Cast: Wild Bill Elliott (Marshal Sam Nelson), Virginia Grey (Stella Walker), Henry Morgan (Alf Billings), John Doucette (Ernie Walker), Lane Bradford (William Norris), Stanford Jolley (Everett)

Forty Niners LC1

Released in May 1954, The Forty-Niners (1954) was William Elliott’s last Western. He’d finish out his career with a cool series of detective films (which many of us around here like a lot), but cowboy-wise, this was the end of the trail. It’s the last picture in the Warner Archive set The Wild Bill Elliott Western Collection.

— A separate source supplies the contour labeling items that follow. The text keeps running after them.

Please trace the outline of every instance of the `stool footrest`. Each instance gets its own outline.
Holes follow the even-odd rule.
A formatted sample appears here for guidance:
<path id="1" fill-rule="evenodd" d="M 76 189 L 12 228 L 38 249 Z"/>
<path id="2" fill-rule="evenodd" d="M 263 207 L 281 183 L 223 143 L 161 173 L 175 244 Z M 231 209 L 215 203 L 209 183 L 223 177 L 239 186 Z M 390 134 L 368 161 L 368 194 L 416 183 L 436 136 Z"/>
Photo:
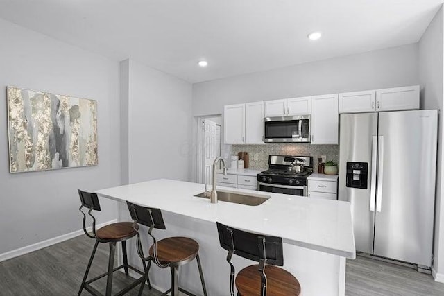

Elliott is Marshall Sam Nelson, tracking down the murderers of a marshall in gold-crazy California. He strikes up an alliance with Alf Billings (Harry Morgan), a card sharp who may know the names of the killers. They wind up in Cold Water, where they run afoul of Sheriff Lane Bradford and saloon owner John Doucette. Nelson develops a bit of respect for Billings, who he suspects isn’t all bad. I’m oversimplifying things to avoid spoilers.

Dan Ullman’s script offers up twists and turns that we don’t see coming, even though we’ve seen a million of these things. It gives Henry Morgan a good part (he’d already appeared with Elliott in Republic’s The Showdown in 1950), which of course he’s excellent in. Morgan might have more screen time than Elliott does. Virginia Grey plays Morgan’s old flame who’s now married to Doucette. And to top it all off, Elliott narrates the picture Dragnet-style.

Forty Niners LC3

By the time The Forty-Niners began shooting at the Iverson Ranch and Corriganville, Monogram was called Allied Artists and the industry standard for projection was 1.85. So, thanks to the folks at Warner Archive, we’re treated to a widescreen William Elliott picture. The previous entry in the series, Bitter Creek (1954), was also 1.85 — it’s not included in this set. These films were done very cheaply, and no transfer can ever make up for that. But it was shot by a real pro, Ernest Miller, and the widescreen framing gives it a fresh look.

I can’t say enough about these films, or about how excited I am that they’ve made their way to DVD in such supreme condition. Highly recommended.